Sunday, September 1, 2013

Data Processing with Pig : Understanding PIG functions



In this tutorial we would try to explore some functions for data processing and learn them by example. We would be using PIG script to find out the Maximum runs scored by a player from a baseball stat data. You can download the sample file from http://seanlahman.com/files/database/lahman591-csv.zip.

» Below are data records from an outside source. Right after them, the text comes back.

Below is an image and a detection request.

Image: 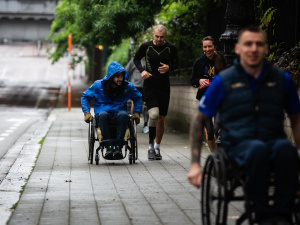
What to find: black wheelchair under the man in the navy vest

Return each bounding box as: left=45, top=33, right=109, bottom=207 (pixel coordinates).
left=201, top=147, right=300, bottom=225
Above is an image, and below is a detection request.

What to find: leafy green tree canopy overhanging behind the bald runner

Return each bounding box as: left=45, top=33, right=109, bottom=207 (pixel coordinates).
left=49, top=0, right=226, bottom=78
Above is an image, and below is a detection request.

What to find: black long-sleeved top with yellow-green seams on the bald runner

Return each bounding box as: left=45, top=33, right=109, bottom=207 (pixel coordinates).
left=134, top=41, right=178, bottom=90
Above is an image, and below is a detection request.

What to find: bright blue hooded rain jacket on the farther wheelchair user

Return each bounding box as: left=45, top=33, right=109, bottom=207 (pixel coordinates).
left=81, top=61, right=142, bottom=115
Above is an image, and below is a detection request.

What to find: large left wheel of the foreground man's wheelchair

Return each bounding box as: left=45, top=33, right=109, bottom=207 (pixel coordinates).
left=201, top=155, right=228, bottom=225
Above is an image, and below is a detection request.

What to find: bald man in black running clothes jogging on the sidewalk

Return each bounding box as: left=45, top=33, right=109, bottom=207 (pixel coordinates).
left=134, top=25, right=178, bottom=160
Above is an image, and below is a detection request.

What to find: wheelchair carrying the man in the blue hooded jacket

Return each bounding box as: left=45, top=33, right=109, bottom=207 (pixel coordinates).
left=88, top=114, right=138, bottom=165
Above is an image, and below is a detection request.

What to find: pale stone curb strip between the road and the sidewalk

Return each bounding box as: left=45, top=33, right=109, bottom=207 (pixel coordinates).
left=0, top=113, right=52, bottom=224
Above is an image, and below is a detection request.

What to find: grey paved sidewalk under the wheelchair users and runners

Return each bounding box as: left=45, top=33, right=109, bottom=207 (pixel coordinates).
left=8, top=108, right=207, bottom=225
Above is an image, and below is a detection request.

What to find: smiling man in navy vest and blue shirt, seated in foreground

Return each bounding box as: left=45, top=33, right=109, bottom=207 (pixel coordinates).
left=188, top=27, right=300, bottom=225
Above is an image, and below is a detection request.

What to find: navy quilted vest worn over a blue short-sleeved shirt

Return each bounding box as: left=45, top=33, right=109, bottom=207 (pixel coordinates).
left=220, top=61, right=285, bottom=147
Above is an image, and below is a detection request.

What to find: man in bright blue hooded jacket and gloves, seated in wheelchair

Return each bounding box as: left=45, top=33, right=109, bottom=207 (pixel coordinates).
left=81, top=61, right=142, bottom=159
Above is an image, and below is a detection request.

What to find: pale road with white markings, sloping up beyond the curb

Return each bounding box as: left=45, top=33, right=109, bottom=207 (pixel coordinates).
left=0, top=43, right=68, bottom=158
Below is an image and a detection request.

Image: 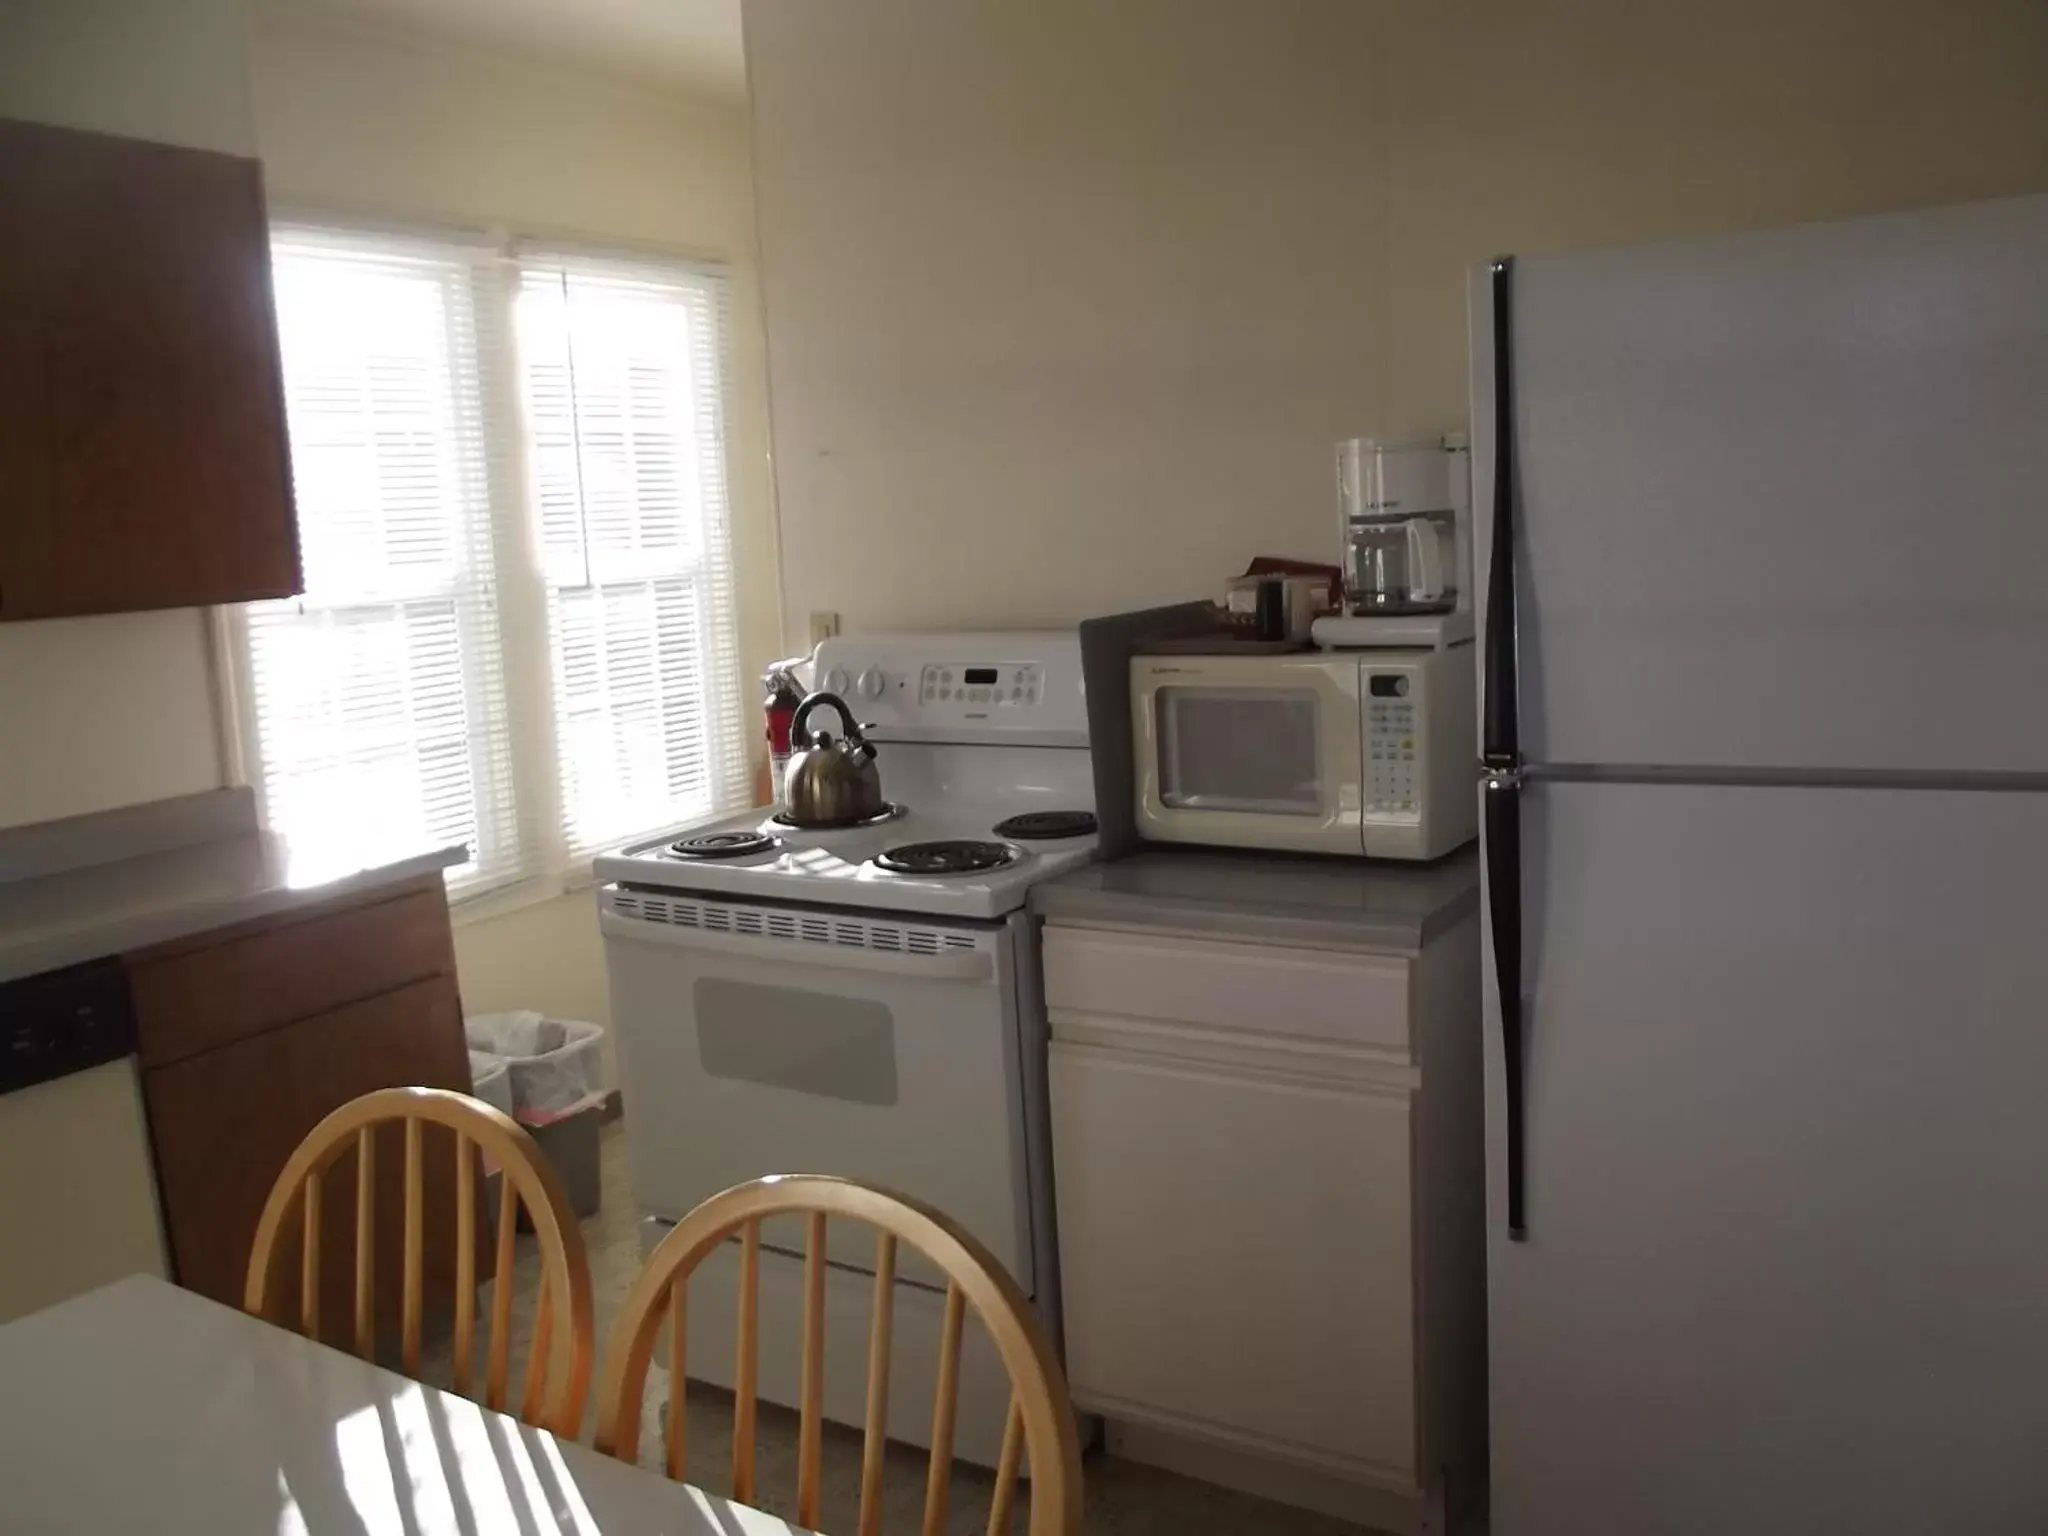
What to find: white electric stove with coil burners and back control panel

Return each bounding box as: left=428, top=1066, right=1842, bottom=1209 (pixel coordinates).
left=596, top=633, right=1096, bottom=1464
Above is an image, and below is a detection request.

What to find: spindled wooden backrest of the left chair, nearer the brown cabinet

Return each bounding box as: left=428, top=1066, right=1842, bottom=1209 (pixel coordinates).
left=242, top=1087, right=594, bottom=1438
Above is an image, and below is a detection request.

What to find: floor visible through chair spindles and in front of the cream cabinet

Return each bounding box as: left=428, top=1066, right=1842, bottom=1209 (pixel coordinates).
left=422, top=1122, right=1362, bottom=1536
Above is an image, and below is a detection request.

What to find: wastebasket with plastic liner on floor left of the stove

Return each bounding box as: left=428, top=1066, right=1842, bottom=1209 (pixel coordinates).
left=465, top=1010, right=604, bottom=1223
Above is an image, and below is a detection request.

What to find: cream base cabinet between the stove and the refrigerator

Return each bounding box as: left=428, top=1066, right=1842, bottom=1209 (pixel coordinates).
left=1044, top=924, right=1485, bottom=1530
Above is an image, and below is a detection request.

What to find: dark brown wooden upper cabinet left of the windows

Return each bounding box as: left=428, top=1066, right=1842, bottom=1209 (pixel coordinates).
left=0, top=121, right=301, bottom=618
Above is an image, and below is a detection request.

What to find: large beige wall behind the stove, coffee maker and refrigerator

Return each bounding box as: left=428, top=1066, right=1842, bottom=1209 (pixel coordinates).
left=745, top=0, right=2048, bottom=633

It’s a collection of files having information about baseball stats while if you unzip this you would have number of files we will be using “Batting.csv”  in this tutorial.
Prerequisite: To understand this tutorial you should have a basic knowledge about PIG and loading file into H-Catalog. Please visit below URL for more details

Steps:

1.       Logon to Hadoop console and Click on “PIG” Icon and Click “New Script”.
2.       Write down the code below in the editing area
a)      batting = load 'Batting.csv' using PigStorage(','); 
b)      runs = FOREACH batting GENERATE $0 as playerID, $1 as year , $8 as runs; 
c)       grp_data = GROUP runs by (year); 
d)      max_runs = FOREACH grp_data GENERATE group as grp , MAX(runs.runs) as max_runs;
e)      join_max_run = JOIN max_runs by ($0, max_runs), runs by (year,runs);
f)       join_data = FOREACH join_max_run GENERATE $0 as year, $2 as playerID, $1 as runs;
g)      dump join_data;
3.       Click on “Save”.
Now let’s try to understand code line by line and keep in mind what we want to do is to find out the Max score done by a player in any year.
batting = load 'Batting.csv' using PigStorage(',');   
This is pretty simple we just want to load one file using PigStorage() function it will load the file structure into “batting” variable ( an array actually).
runs = FOREACH batting GENERATE $0 as playerID, $1 as year , $8 as runs; 
Now here we just want to extract those columns which are useful for us into a separate array you can see that data is accessed based on the $index as first index in Batting.csv contain PlayerId ( name) and 8th index contains the score done by player.
grp_data = GROUP runs by (year); 
GROUP function only groups data into chunks based on the column we specify in our case the data groups will be created based on YEAR which means all records that belongs to one year will be stored together in ONE ROW. If you want to understand it better execute below in PIG editir area
DESCRIBE grp_data;   // Results of this statement is below
grp_data: {group: bytearray,runs: {(playerID: bytearray,year: bytearray,runs: bytearray)}}
This is how GROUP looks like and if you look at that 'group' is the name of first column by default n will contain the "year" value as defined in GROUP BY clause.
The second column is an Object which means you will have records which falls in this group. e.g in this year.
max_runs = FOREACH grp_data GENERATE group as grp , MAX(runs.runs) as max_runs;
Now for each year it will calculate the MAX runs scored.
join_max_run = JOIN max_runs by ($0, max_runs), runs by (year,runs);
JOIN works in similar fashion as it does in SQL it is joining the $0 (Year) and max runs ( line d)  with Year and Runs with “runs” ( line b in code) array. 

In SQL terms the join is as follow
Max_runs inner join
Runs on  Max_runs.Year = runs.year
And Max_runs.max_runs = runs.runs;

join_data = FOREACH join_max_run GENERATE $0 as year, $2 as playerID, $1 as runs;
This last statement just generate a new final dataset by extracting Year , Player Name and MAX runs scored from the joined data set.
The final output of this program is as follows
(1871,barnero01,66.0)
(1872,eggleda01,94.0)
(1873,barnero01,125.0)
(1874,mcveyca01,91.0)
(1875,barnero01,115.0)
(1876,barnero01,126.0)

Thanks